China, which sees Myanmar as a land bridge to the Indian Ocean, saw a strategic setback.
Yun Sun, a China expert at the Stimson Center in Washington, said Chinese policy experts even characterised it with a proverb: "The cooked duck flew out of the window."
She said the proverb's meaning is clear: "Myanmar was already in our pockets but somehow the Americans stole it from us."
But Trump may have little political incentive now to prioritise US ties with Myanmar.
"What are left now are the problems," Sun added.
Problem one is sluggish economic growth. Washington has increased foreign aid and encouraged American investors by lifting sanctions. But the moves haven't spurred economic activity in one of Asia's last untapped markets.
Myanmar ranks 170th out of 190 nations in the World Bank's ease-of-doing-business rankings, and third-worst globally for contract enforcement.

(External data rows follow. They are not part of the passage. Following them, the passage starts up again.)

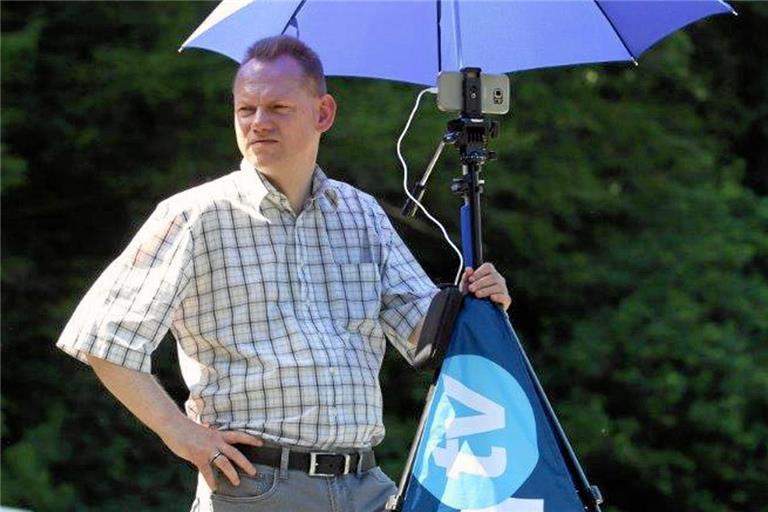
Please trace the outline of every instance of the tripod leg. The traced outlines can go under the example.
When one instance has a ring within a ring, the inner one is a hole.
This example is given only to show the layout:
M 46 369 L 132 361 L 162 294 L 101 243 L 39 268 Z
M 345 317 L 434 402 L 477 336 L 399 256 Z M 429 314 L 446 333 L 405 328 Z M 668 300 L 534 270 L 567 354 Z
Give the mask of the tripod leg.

Foreign investment dropped almost a third between April 2016 and April 2017, according to Myanmar government figures, with no new US projects.
Problem two is human rights. Western nations in March backed a UN fact-finding mission on reported atrocities against Myanmar's downtrodden Rohingya Muslims. Suu Kyi opposed the idea, tarnishing her international reputation.
Problem three is ethnic conflict. Suu Kyi has prioritised resolving Myanmar's decades-long wars between the army and ethnic rebels, with little success. She tried again this week, bringing rebel groups together for talks with the government and military.
China has leverage with rebels near its border and says it supports peace. Resolution, however, hinges on Myanmar's willingness to cede power to minorities and facilitate greater federalism.
On economic development, China faces wary Burmese citizens. Chinese projects have uprooted villagers and hurt the environment, factors that led Myanmar in 2011 to suspend a $3.6 billion dam primarily funded by Chinese energy interests. The suspension remains a sore point.
Mitchell, the former Obama envoy, warned of a larger strategic setback for the US
Failing to consolidate Myanmar's transition would tell the region's autocratic governments they were right, he said, that "democracy doesn't work in Asia".